Demanding and ambitious, the BBC’s Symphony series recalls a time when Haydn and Mozart were pop.

Patrick West

Patrick West
Columnist

Topics Culture

People often complain today that we’ve lost our ability to concentrate on one thing at a time, and that in a digital, multimedia culture that promises endless choice and instant gratification, we have forgotten the virtue of patience. Indeed, social commentators have been remarking on this since the arrival of microwave dinners and the television remote control in the 1970s – which took the effort out of cooking and meant you could perpetually switch channels without ever having to watch a TV programme properly. The subsequent internet revolution, which has given us email, online shopping and social networking, has merely accelerated this phenomenon.

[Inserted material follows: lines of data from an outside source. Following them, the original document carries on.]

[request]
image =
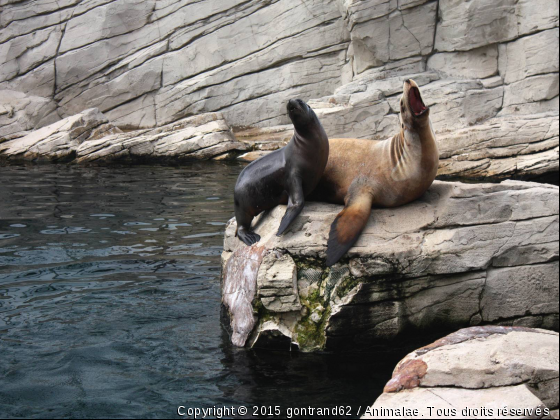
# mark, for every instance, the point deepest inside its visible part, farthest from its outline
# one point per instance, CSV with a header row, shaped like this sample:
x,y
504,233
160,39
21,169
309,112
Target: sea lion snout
x,y
412,104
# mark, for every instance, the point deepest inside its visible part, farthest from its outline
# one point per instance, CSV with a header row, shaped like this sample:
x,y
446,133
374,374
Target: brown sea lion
x,y
390,173
285,176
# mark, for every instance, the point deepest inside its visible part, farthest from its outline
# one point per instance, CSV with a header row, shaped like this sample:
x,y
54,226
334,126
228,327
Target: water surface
x,y
110,301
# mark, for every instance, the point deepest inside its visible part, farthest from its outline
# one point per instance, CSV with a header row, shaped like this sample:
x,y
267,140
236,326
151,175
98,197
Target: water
x,y
110,301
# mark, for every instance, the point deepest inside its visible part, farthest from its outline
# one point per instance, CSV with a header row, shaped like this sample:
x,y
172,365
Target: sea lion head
x,y
301,114
414,113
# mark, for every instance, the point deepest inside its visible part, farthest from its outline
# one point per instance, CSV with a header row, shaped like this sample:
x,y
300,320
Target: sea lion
x,y
391,173
285,176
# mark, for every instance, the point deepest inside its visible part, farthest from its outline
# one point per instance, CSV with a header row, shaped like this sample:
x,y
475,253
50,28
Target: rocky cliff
x,y
487,65
463,255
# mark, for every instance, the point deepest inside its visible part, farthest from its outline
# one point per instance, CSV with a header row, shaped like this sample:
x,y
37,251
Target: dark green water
x,y
110,301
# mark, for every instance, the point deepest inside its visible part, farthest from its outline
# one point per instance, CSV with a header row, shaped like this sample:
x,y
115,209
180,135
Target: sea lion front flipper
x,y
295,205
349,224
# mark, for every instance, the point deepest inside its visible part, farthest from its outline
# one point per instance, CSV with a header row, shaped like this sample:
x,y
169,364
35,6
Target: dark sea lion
x,y
285,176
390,173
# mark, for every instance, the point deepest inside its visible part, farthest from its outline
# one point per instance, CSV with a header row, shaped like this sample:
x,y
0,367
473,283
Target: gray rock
x,y
462,255
201,137
89,137
529,56
475,373
468,25
400,35
501,148
58,142
277,284
480,63
149,64
21,113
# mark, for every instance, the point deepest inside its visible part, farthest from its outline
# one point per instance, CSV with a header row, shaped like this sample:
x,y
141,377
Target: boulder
x,y
477,373
463,255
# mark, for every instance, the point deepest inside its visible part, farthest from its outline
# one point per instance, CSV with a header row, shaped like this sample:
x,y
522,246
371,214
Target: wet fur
x,y
285,176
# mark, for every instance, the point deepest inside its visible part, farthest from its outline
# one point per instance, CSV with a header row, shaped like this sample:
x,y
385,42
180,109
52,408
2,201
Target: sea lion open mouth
x,y
416,102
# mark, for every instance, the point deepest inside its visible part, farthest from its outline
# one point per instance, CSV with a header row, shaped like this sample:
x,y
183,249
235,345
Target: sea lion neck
x,y
310,134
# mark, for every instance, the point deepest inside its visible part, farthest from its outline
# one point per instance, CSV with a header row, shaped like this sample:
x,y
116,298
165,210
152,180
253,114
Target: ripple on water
x,y
110,300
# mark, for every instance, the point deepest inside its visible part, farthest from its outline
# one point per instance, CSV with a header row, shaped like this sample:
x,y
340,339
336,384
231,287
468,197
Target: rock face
x,y
463,255
483,64
476,368
21,113
89,137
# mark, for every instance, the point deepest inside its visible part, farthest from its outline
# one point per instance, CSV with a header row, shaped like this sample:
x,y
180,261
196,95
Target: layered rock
x,y
146,64
462,255
21,113
483,369
149,63
89,137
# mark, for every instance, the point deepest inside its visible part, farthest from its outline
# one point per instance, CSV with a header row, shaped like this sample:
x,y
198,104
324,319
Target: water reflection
x,y
110,301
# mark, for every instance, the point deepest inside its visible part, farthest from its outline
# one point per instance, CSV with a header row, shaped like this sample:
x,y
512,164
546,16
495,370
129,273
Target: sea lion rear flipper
x,y
295,205
348,226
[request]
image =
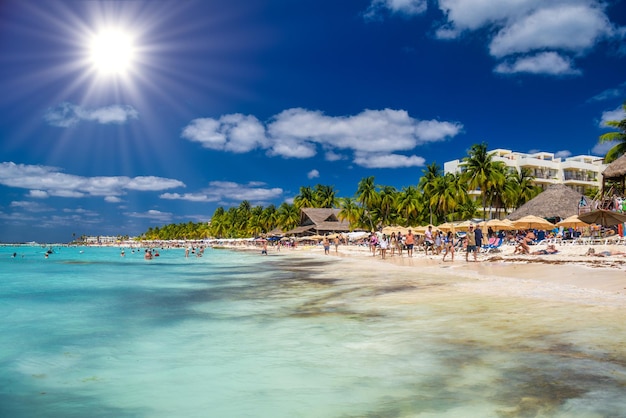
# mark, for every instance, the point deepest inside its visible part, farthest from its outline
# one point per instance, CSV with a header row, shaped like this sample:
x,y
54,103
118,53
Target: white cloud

Despite attempts to put a positive spin on this trend – that it allows us to ‘multi-task’ which effectively means simultaneously doing many things badly rather than one thing well – it is apparent that we want lots of things and we want them now. If you don’t believe me, leave your Twitter or Facebook account on and try to do some work. Or try going to the cinema when someone’s mobile phone doesn’t go off, or have a social occasion with someone who doesn’t check for text messages.

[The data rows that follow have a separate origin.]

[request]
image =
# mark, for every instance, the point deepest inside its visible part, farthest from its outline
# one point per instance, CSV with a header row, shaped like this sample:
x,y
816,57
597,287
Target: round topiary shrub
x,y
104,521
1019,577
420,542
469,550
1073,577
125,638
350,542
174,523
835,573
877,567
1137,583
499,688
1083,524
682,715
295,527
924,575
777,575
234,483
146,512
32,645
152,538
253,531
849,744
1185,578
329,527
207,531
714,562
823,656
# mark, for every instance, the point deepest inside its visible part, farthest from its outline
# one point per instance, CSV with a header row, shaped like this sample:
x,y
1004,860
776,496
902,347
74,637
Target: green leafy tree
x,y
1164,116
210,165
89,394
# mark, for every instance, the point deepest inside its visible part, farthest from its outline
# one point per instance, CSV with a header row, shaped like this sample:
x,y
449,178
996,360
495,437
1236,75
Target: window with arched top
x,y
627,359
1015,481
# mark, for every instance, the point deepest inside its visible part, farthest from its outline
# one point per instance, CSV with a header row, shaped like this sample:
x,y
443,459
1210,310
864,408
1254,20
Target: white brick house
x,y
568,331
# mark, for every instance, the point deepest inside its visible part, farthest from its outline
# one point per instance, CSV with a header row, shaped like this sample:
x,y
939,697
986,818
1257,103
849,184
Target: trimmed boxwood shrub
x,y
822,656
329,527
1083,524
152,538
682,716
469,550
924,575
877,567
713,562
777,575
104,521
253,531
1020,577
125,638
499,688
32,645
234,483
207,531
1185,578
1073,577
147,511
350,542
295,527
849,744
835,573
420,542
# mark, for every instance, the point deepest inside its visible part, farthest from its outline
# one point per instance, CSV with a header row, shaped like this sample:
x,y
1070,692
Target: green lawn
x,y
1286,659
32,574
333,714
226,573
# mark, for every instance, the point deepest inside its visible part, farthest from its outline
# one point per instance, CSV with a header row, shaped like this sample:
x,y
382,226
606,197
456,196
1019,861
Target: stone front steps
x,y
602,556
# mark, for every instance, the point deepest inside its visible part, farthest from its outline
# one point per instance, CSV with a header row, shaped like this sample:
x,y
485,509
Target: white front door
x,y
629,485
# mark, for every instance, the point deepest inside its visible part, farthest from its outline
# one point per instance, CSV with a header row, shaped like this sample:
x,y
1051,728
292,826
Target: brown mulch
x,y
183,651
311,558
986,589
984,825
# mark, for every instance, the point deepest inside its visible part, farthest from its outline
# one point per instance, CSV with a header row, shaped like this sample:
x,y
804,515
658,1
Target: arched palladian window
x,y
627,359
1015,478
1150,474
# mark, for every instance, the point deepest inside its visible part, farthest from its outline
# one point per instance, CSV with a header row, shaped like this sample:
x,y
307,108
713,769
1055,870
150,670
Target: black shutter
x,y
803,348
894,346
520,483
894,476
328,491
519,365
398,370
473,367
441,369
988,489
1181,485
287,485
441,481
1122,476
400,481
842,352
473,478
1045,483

So one has to admire the BBC, which this Friday concludes its ambitious month-long Symphony Season. Over the past four weeks, on BBC4 and BBC Radio 3, the Beeb has been celebrating the evolution and development of arguably the most complex form of musical expression – not to mention, one of the least fashionable.

The BBC certainly set itself a challenge. The classical symphony stands for much of what today’s society does not. First, symphonies are long, which means they demand you pay attention to them. Secondly, they are old, which means they ‘belong to the past’ (a habitual derisory phrase used by that arch-neophiliac, Tony Blair) or belong ‘in a museum’ (another phrase casually employed to signify disapproval). Being long and old means they are assumed to be boring and ‘difficult’ and elitist, the creation of dead, white, European males. Whoever said the BBC was a slave to fashion?

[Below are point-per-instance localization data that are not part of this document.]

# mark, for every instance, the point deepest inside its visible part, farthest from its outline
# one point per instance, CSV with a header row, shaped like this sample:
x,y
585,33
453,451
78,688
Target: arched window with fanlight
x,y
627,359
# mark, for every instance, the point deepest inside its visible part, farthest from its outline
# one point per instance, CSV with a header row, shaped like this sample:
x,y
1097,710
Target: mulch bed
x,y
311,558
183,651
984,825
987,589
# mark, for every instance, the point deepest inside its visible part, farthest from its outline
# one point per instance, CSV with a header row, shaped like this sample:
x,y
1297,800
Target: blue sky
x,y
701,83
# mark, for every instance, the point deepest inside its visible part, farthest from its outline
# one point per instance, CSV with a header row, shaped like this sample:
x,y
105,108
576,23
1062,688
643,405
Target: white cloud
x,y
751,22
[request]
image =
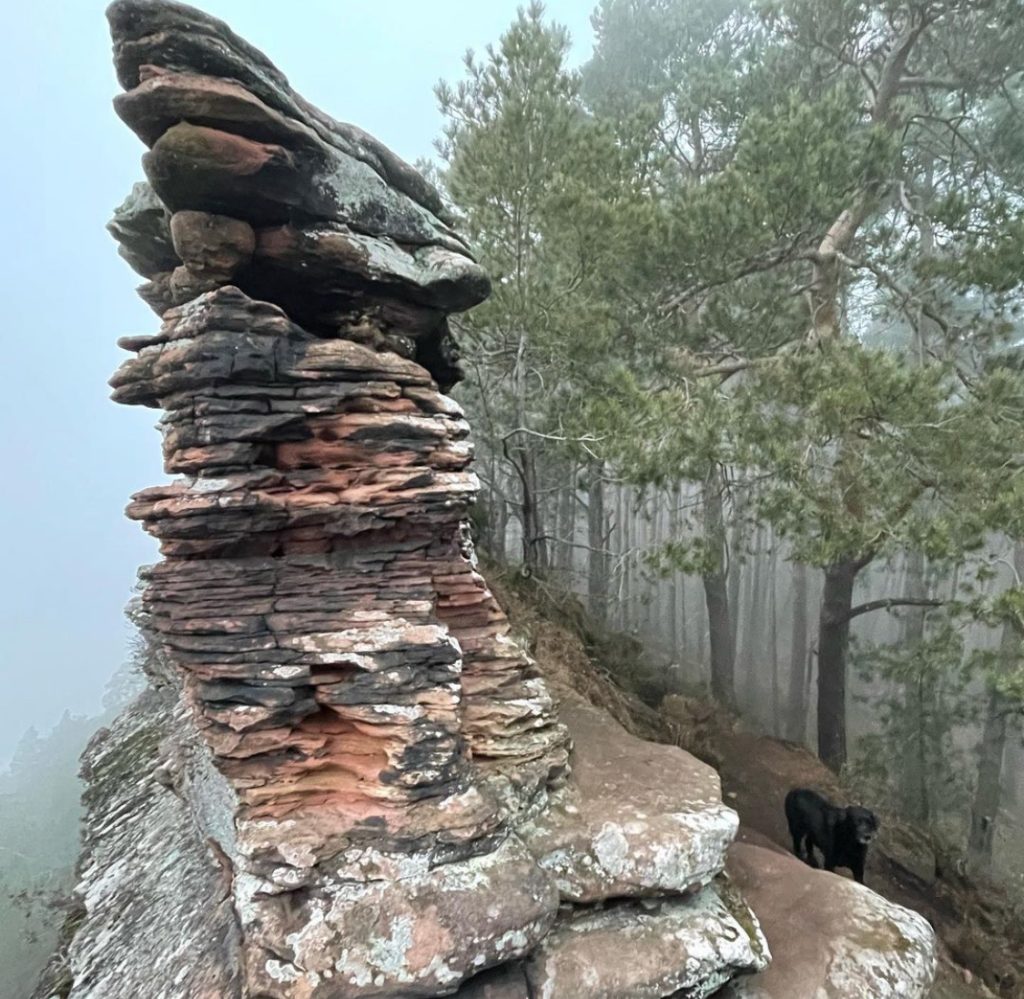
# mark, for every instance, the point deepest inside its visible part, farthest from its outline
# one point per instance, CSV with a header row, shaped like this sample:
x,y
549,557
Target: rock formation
x,y
347,780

Still, the Beeb’s four-part television series Symphony, hosted by Simon Russell Beale (with Sir Mark Elder conducting the Orchestra of the Age of Enlightenment, the Halle and the BBC Symphony Orchestra) traced the history of the great symphonies and the men [sic] behind them. With the rich lives and works of Haydn, Sibelius, Copland, Shostakovich and so on at the programme makers’ disposal, what could possibly go wrong?

There was much material here for high-, low- and all-brows, for aficionados of the grating music of Stravinsky, and something for those who think of that old Hovis ‘bike’ advert when they hear the second movement from Dvorak’s ninth symphony. The symphonies were put in their historical context. Even if much of this was familiar, these were stories still worth re-telling: Beethoven’s disillusionment with Napoleon, the significance of Shostakovich’s seventh symphony during the siege of Leningrad, Sibelius’s symbiotic relationship with Finnish nationalism, and the significance of Haydn, ‘the father of the symphony’.

It was Haydn who standardised the modern symphony’s four-movement form, giving it its layers and sense of structure, thus lending it the capacity to transmit an unspoken narrative. It is worth remembering how widely popular Haydn was in the 1790s, and by introducing folk tunes into his works, how populist. Like Verdi’s operas of the nineteenth century, Haydn’s work was not the preserve of the privileged, but loved by many ‘normal people’. Likewise, in his time Mozart symphonies were as eagerly anticipated as the next LP by the Beatles was in theirs. As Russell Beale related, classical music was further democratised by the introduction of the gramophone record in the 1920s, which brought the symphony into the living room.

Thus, the notion that classical music is inherently ‘difficult’, and therefore incomprehensible to all but society’s elite, is historically untrue as well as plainly snobbish. The success of Classic FM since its launch in 1992 indicates that ‘ordinary people’ never have been persuaded by the argument that classical music is ‘elitist’, merely that a lot of the public didn’t care for the gloomy and atonal music of Stockhausen & Co that was preferred by Radio 3 in the latter part of the twentieth century, and that they preferred the ‘easy’ classical music of Mozart and Vivaldi and the film scores of John Williams and John Barry.

The persistent mass appeal of Classic FM, however, does add weight to the argument that our attention spans have shortened. Its playlist has traditionally been criticised for being repetitive and bitty; it currently devotes only a couple of hours a night to playing works in their entirety. Otherwise it’s ‘The Chorus of the Hebrew Slaves’ from Verdi’s Aida, ‘The Montagues and The Capulets’ from Prokofiev’s Romeo and Juliet and Dvorak’s Hovis advert, all day, every day.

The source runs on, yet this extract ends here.